Challenging Faith: Intersections of Belief and Doubt in Literature,
Composition, and the Profession
March 7-8, 2008
• University of New Hampshire, Durham, NH, US
Keynote speakers
Sharon O'Dair, University of Alabama
Patricia Bizzell, College of the Holy Cross
and a reading by University of New Hampshire MFA students in fiction and poetry
Conference theme
This graduate conference will explore the topics of faith and belief
(understood in their broadest sense), how these topics have evolved, and how
they are being discussed within the disciplines of English. We seek to cover
the following areas of inquiry, though these questions are intended to
spur and not limit thinking on the subjects of faith and belief:
- (Re)defining faith. What is “faith”? What forces produce the
effect that we could call faith, in all its guises (religious, aesthetic,
philosophical, scientific, political, pedagogical, social)?

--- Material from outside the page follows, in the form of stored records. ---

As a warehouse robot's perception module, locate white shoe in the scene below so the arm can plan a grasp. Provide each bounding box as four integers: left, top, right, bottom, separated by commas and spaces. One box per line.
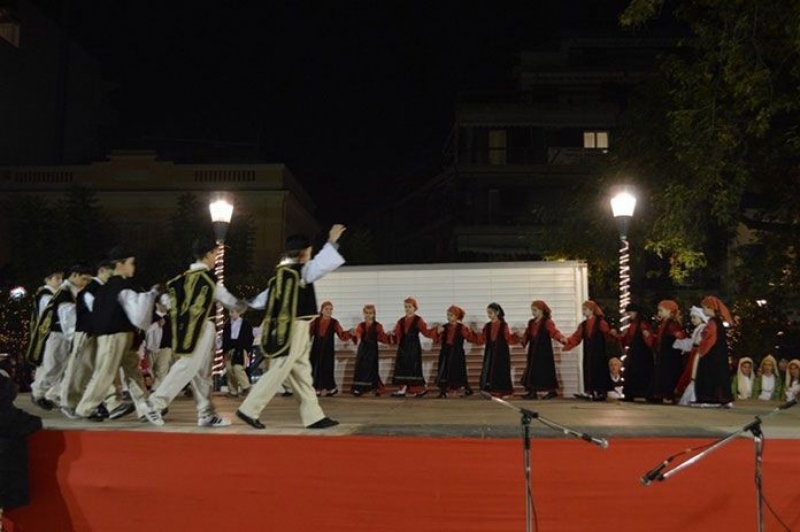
197, 414, 231, 427
144, 406, 164, 427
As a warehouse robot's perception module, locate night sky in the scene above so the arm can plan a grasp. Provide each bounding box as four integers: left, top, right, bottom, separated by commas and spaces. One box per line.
53, 0, 636, 222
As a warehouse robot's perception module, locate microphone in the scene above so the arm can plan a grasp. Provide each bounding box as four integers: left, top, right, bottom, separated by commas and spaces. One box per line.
639, 460, 669, 486
581, 432, 608, 449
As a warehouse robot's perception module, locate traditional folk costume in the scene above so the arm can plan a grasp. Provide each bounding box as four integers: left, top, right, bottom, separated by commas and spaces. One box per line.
563, 301, 613, 401
309, 301, 350, 396
61, 277, 105, 417
753, 355, 783, 401
731, 357, 754, 401
147, 246, 240, 427
620, 304, 654, 401
434, 305, 476, 397
672, 307, 708, 406
144, 294, 172, 390
783, 358, 800, 401
353, 305, 390, 396
651, 300, 687, 402
520, 301, 566, 399
392, 297, 436, 397
476, 303, 519, 397
222, 316, 253, 397
236, 237, 345, 429
695, 296, 733, 406
28, 280, 79, 408
75, 256, 157, 420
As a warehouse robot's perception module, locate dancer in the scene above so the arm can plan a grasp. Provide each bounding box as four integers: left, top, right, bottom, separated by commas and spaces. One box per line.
434, 305, 476, 399
309, 301, 350, 397
476, 302, 519, 398
222, 309, 253, 397
521, 300, 566, 399
612, 303, 655, 401
61, 261, 114, 419
392, 297, 436, 397
672, 306, 708, 406
75, 247, 158, 421
236, 224, 346, 429
649, 299, 687, 403
692, 296, 733, 408
146, 237, 247, 428
353, 305, 390, 397
563, 300, 614, 401
31, 263, 92, 410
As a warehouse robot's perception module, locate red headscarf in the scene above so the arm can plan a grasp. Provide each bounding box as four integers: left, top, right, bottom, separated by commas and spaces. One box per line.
583, 299, 604, 316
447, 305, 464, 321
531, 299, 552, 318
700, 296, 733, 325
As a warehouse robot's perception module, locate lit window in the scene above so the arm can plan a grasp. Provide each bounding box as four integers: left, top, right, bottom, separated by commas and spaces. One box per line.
583, 131, 608, 150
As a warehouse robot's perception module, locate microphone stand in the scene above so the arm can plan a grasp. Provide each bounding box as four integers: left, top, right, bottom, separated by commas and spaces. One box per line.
480, 391, 608, 532
640, 399, 797, 532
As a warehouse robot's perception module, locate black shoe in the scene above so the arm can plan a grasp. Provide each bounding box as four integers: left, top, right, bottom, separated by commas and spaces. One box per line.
31, 395, 56, 410
108, 403, 136, 419
236, 410, 266, 429
306, 418, 339, 429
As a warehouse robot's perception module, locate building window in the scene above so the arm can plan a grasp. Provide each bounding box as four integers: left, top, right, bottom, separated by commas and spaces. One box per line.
583, 131, 608, 150
489, 129, 508, 164
0, 8, 20, 48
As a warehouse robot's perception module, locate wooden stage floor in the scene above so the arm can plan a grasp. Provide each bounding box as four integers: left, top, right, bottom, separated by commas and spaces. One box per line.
16, 392, 800, 445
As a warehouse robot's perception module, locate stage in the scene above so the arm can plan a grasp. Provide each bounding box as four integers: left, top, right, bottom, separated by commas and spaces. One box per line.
5, 394, 800, 532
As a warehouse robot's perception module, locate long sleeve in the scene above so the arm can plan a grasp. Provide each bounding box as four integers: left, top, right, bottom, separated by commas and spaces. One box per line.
117, 288, 156, 331
302, 242, 345, 283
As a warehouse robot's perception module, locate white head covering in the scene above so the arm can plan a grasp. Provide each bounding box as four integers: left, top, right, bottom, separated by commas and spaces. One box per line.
689, 306, 708, 323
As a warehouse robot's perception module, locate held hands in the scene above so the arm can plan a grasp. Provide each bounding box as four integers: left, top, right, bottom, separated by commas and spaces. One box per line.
328, 224, 347, 244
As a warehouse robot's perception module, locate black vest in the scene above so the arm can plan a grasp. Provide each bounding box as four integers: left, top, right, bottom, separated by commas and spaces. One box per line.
92, 275, 136, 336
167, 269, 217, 355
75, 279, 103, 334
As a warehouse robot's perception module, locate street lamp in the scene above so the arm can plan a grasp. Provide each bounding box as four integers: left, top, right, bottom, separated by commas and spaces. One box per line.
208, 194, 233, 382
611, 188, 636, 332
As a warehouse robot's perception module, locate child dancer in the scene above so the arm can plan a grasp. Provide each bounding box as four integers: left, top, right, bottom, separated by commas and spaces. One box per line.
564, 300, 613, 401
309, 301, 350, 397
695, 296, 733, 407
392, 297, 436, 397
650, 299, 687, 403
476, 303, 519, 398
784, 358, 800, 401
672, 306, 708, 406
753, 355, 783, 401
435, 305, 475, 399
521, 300, 566, 399
731, 357, 753, 400
618, 303, 655, 401
353, 305, 389, 397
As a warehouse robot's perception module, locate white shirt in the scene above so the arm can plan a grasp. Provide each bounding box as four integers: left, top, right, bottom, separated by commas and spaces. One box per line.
249, 242, 345, 309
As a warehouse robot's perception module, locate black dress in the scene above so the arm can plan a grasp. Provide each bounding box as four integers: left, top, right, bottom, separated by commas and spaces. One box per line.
521, 318, 558, 392
694, 316, 733, 404
480, 321, 514, 395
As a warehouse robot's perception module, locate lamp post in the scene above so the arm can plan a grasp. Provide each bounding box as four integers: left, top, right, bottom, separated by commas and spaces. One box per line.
208, 194, 233, 390
611, 188, 636, 332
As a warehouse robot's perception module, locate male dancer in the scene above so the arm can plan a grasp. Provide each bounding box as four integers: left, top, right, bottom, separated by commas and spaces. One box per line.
146, 238, 247, 427
29, 263, 92, 410
61, 261, 114, 419
236, 224, 345, 429
75, 247, 158, 421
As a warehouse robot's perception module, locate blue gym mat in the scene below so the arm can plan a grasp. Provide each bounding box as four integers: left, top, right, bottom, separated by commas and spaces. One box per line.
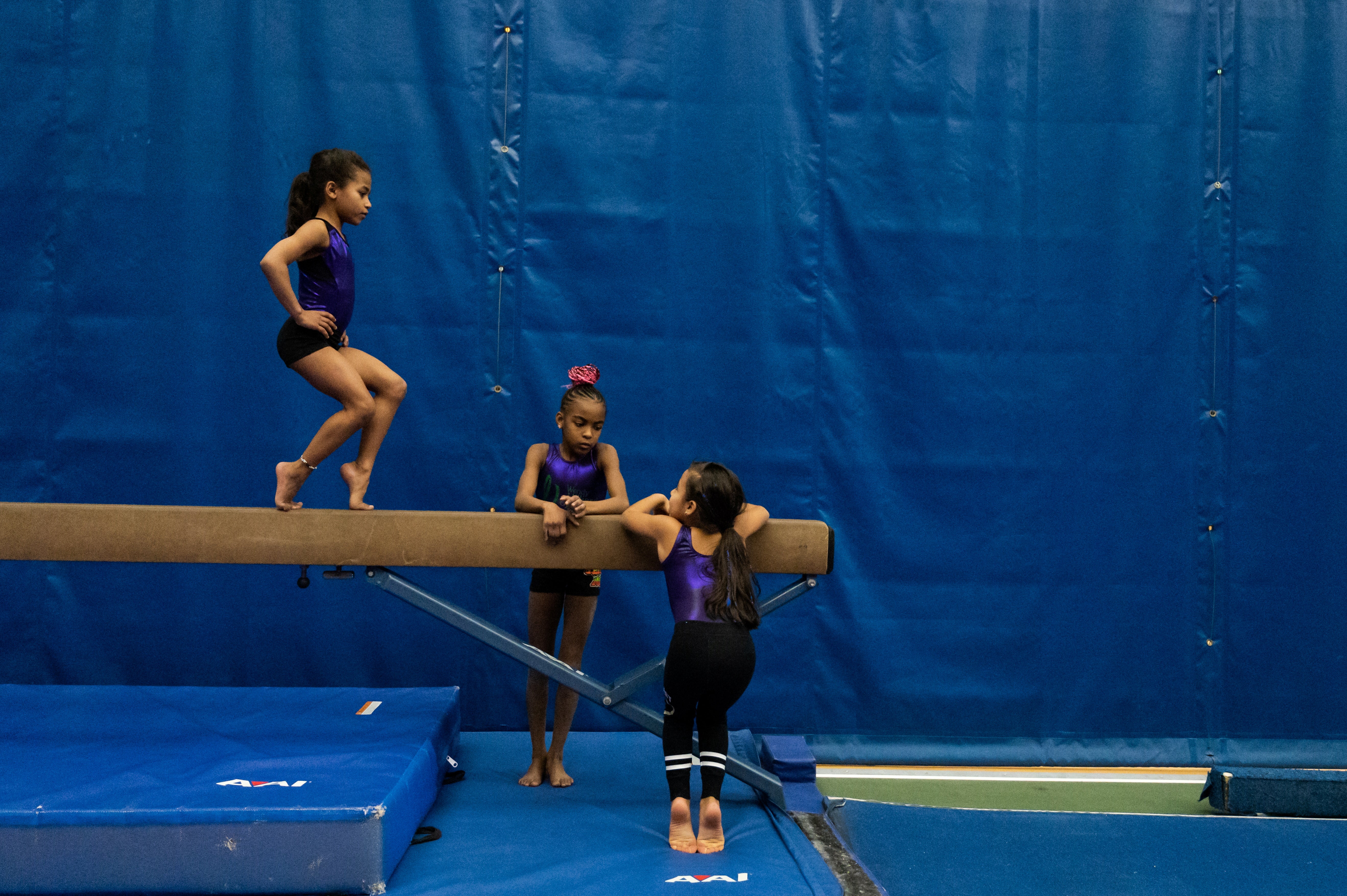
0, 684, 459, 893
828, 799, 1347, 896
388, 732, 842, 896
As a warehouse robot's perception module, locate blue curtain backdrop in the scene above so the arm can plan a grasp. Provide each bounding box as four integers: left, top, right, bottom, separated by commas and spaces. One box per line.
0, 0, 1347, 764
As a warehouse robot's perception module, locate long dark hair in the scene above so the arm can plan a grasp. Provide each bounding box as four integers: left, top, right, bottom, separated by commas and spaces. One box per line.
286, 150, 369, 236
684, 462, 762, 628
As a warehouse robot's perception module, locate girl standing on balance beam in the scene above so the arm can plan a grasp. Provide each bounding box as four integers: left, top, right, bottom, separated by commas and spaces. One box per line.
622, 463, 769, 853
515, 364, 628, 787
261, 150, 407, 511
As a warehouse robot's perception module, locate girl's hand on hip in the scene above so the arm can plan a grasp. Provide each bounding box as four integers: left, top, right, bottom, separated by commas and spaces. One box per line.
295, 309, 337, 337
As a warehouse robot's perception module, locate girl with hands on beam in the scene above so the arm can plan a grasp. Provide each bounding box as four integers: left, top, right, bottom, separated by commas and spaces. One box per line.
622, 462, 769, 853
261, 150, 407, 511
515, 364, 628, 787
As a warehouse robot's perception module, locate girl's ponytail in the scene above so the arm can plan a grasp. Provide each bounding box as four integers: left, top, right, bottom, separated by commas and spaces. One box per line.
286, 148, 369, 236
286, 171, 319, 236
688, 463, 762, 628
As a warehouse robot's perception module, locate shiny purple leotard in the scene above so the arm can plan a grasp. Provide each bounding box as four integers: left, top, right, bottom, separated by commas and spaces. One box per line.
298, 218, 356, 336
660, 525, 723, 622
533, 445, 608, 504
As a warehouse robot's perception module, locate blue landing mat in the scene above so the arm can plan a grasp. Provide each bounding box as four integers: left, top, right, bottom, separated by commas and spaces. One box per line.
0, 684, 459, 893
388, 732, 841, 896
828, 799, 1347, 896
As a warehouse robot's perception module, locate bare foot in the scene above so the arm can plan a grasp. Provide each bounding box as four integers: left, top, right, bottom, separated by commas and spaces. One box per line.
276, 461, 311, 511
519, 756, 547, 787
341, 461, 374, 511
547, 756, 575, 787
670, 796, 696, 853
696, 796, 725, 853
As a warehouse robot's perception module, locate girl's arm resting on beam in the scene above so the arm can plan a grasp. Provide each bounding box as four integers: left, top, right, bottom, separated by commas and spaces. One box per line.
515, 442, 566, 542
734, 504, 772, 539
622, 495, 683, 563
559, 443, 630, 523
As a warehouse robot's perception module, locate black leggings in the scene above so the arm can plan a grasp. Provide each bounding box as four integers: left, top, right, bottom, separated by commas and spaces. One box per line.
664, 621, 757, 800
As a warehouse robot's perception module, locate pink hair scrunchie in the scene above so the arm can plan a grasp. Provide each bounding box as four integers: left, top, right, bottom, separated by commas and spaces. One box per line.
566, 364, 598, 388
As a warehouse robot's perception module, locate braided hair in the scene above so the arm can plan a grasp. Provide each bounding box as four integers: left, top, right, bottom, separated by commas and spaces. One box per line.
286, 150, 369, 236
684, 462, 762, 629
562, 364, 608, 414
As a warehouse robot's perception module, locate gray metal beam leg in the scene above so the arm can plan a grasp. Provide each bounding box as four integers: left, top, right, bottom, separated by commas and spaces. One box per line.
365, 566, 818, 810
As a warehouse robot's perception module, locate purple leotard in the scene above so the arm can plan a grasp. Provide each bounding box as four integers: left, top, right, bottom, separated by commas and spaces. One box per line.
533, 445, 608, 504
660, 525, 723, 622
299, 218, 356, 336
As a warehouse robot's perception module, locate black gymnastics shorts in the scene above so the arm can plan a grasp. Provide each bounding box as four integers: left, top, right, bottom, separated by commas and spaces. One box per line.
276, 318, 345, 366
528, 570, 603, 597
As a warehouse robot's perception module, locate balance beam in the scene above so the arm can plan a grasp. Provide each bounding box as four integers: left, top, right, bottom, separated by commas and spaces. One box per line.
0, 502, 832, 810
0, 502, 832, 575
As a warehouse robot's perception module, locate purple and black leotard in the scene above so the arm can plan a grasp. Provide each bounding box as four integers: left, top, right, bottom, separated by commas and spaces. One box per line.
276, 218, 356, 366
660, 525, 721, 622
528, 445, 608, 596
660, 525, 757, 799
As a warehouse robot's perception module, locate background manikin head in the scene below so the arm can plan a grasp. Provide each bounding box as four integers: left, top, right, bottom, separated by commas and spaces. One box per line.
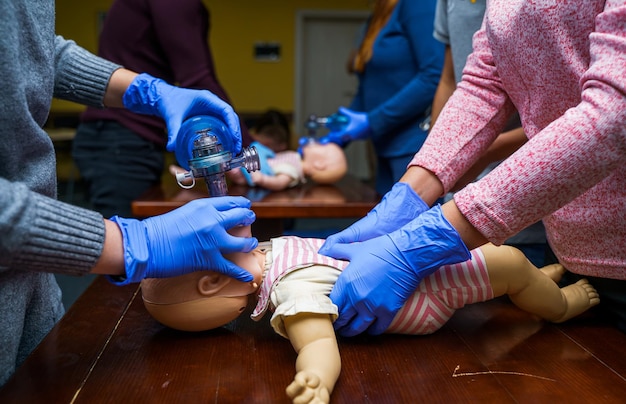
302, 142, 348, 184
141, 226, 265, 331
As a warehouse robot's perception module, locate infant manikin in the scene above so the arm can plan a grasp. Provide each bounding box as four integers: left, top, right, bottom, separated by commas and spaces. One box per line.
142, 226, 599, 402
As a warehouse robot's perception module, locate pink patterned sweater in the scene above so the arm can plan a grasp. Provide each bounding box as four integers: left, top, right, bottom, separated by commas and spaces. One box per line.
409, 0, 626, 279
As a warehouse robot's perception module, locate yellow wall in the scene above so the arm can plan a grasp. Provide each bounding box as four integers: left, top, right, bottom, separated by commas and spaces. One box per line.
53, 0, 370, 112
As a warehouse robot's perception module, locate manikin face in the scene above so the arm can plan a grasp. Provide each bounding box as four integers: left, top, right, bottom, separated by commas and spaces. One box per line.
141, 226, 265, 331
302, 142, 348, 184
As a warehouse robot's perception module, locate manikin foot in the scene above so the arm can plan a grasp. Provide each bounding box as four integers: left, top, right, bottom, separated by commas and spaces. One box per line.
286, 370, 330, 404
539, 264, 565, 282
554, 279, 600, 323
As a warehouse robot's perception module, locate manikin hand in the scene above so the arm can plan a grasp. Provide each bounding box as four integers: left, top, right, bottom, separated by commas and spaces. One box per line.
319, 107, 371, 147
109, 197, 258, 285
122, 73, 241, 155
319, 182, 428, 255
328, 205, 470, 336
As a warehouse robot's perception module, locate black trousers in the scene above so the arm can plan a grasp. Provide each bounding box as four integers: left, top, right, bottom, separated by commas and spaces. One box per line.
72, 121, 165, 218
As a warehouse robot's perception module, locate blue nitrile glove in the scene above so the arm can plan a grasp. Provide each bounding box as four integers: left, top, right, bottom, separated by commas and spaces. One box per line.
328, 205, 470, 336
122, 73, 241, 155
241, 142, 276, 187
298, 136, 316, 156
109, 196, 258, 285
319, 107, 371, 147
319, 182, 428, 255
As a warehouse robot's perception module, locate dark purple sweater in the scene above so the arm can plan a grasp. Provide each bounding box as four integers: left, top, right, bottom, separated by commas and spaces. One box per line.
81, 0, 250, 147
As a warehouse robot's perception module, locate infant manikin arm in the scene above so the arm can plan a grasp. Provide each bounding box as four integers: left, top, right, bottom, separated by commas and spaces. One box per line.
284, 313, 341, 403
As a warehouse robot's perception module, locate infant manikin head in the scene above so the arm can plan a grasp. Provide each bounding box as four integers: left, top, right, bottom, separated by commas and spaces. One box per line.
141, 226, 265, 331
302, 142, 348, 184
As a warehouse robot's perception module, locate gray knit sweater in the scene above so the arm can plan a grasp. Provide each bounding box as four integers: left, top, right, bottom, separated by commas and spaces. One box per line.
0, 0, 119, 385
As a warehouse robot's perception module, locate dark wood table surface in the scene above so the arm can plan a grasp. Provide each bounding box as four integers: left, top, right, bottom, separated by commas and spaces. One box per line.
0, 278, 626, 403
132, 176, 380, 219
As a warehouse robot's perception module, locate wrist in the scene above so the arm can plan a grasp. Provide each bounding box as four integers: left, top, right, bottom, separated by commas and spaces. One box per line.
122, 73, 168, 116
108, 216, 150, 285
400, 166, 444, 206
102, 68, 138, 108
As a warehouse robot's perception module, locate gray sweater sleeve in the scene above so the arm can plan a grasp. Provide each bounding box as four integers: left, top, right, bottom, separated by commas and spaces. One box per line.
0, 178, 105, 274
54, 36, 122, 108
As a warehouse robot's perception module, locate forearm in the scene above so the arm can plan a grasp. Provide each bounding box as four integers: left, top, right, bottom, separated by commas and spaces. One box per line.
451, 128, 528, 192
104, 69, 137, 108
91, 219, 125, 275
400, 166, 487, 250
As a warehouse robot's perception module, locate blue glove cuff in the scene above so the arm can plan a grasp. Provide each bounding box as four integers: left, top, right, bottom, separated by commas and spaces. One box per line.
107, 216, 150, 286
389, 205, 470, 278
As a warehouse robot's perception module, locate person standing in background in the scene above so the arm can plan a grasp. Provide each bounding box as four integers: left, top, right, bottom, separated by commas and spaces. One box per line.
0, 0, 258, 386
320, 0, 444, 195
319, 0, 626, 335
431, 0, 552, 267
73, 0, 251, 217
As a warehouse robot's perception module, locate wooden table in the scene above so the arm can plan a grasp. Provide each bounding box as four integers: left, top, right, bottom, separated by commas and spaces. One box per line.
0, 278, 626, 404
132, 176, 380, 240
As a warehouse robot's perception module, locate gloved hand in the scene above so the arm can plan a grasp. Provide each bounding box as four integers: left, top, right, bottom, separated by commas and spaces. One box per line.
298, 136, 316, 156
122, 73, 241, 155
241, 142, 276, 187
319, 182, 428, 255
328, 205, 470, 336
319, 107, 371, 147
109, 196, 258, 285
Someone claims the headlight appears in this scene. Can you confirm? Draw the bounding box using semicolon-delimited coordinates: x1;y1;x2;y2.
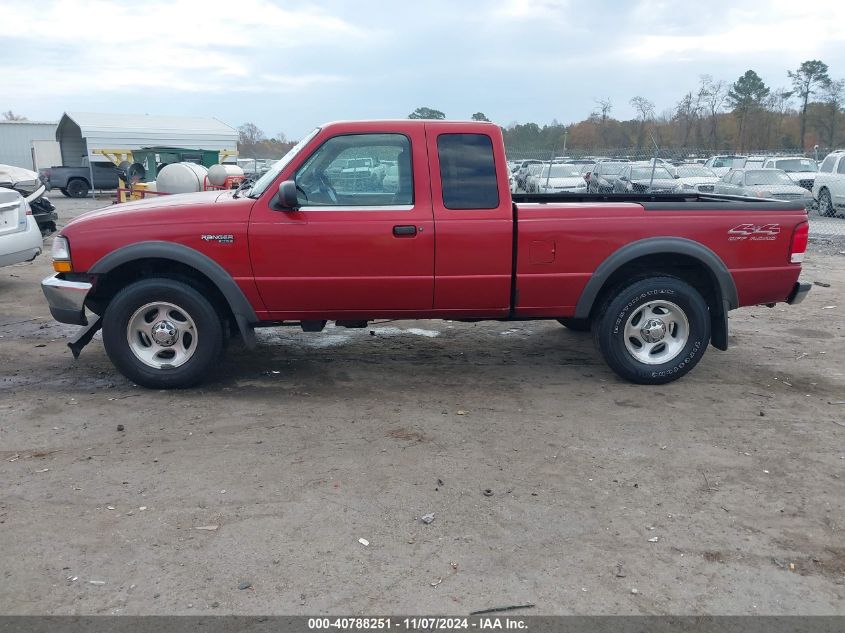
53;235;73;273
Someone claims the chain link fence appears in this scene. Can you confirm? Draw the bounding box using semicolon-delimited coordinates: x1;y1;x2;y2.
506;146;845;242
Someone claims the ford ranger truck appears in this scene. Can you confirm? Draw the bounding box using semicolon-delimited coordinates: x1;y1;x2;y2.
42;120;810;388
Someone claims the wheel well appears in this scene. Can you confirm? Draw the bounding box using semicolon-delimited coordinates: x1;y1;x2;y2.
590;253;723;319
86;258;237;333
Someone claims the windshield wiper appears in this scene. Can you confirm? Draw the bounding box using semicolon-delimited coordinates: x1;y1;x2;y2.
232;174;255;198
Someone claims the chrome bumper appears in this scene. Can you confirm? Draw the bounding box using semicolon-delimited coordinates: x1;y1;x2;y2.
41;275;92;325
786;281;812;306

Is “faithlessness,” in any sense of the term, even possible?
Sustainable?
- Political, social and cultural impact of faith. How is faith
manipulated as a political tool? Is it possible to think of faith as
somehow outside or even opposed to the secular? How do articles of faith
drive various cultural narratives, narratives of the nation, of gender,
of sexuality, of race, of class? How is faith constructed by culture?
What happens when irreconcilable versions of faith interact across cultural boundaries, or when different manifestations of faith contradict
one another within a cultural group?
- Faith in the discipline of English. What has happened to English scholars’ faith in their social function? Do we have faith or do we want to have faith in the efficacy of scholarship and teaching in enacting
political change? Do we have faith that universities and colleges are the
best places to prepare students for reading and writing outside of
academia? Do we have faith that English and the humanities will remain
relevant in the contemporary university? How can the work of English
scholars retain its status alongside the sciences or business?
- Faith in theory. Is it fitting to discuss theory in terms of faith? What should we make of claims that theory is “dead” or that we are
post-theory? Has our faith in theory indeed waned?
- Faith in literature. Can literary texts help us to understand the function of faith/faithlessness in culture? What sorts of faiths have influenced the development of literary forms?
What does one need to believe in order to invest in literature’s cultural
capital? What cultural work does faith perform, and what is the role of
literary texts in this activity? How does literature support, inform, or
reify faith? How does literature critique, challenge, or undermine faith?
How might readerly faith change across different historical periods and
in different cultural contexts? How does literature help us understand
questions of specifically religious faith? How does literature encode,
empower, or critique the boundaries among various registers of faith
(religious, political, aesthetic, etc.)?
- Faith in teaching. Do we have faith in English courses such as
literary surveys and first-year composition? How have the many challenges
to our faith in the traditional canons changed how we study and teach
literary texts? Do we believe that our methods of teaching argument and
persuasion can accommodate or respond effectively to what is practiced in
contemporary political discourse? Do we believe that rhetorical analysis
of political discourse can lead to change? Do we have faith that teaching
and assigning traditional essays will equip students to read and write in
a variety of environments, including electronic and networked ones? Do we
believe that technology will change reading and writing as we know it? Do
we believe in the gradual shift from traditional aesthetic or
belletristic writing toward technical and discipline-specific writing? Do
we have faith in standards and outcomes in English?
Presentation format
Graduate students will give 20-25 minute individual presentations (which we will group into 90-minute panels) on the afternoon of Friday the 7th and the morning and afternoon of Saturday the 8th. Panels are scheduled concurrently (two panels per time slot) with time allotted for discussion and questions.
Please attend! No registration fee for non-presenters.
The keynotes and panels will be held in the UNH Memorial Union Building (MUB).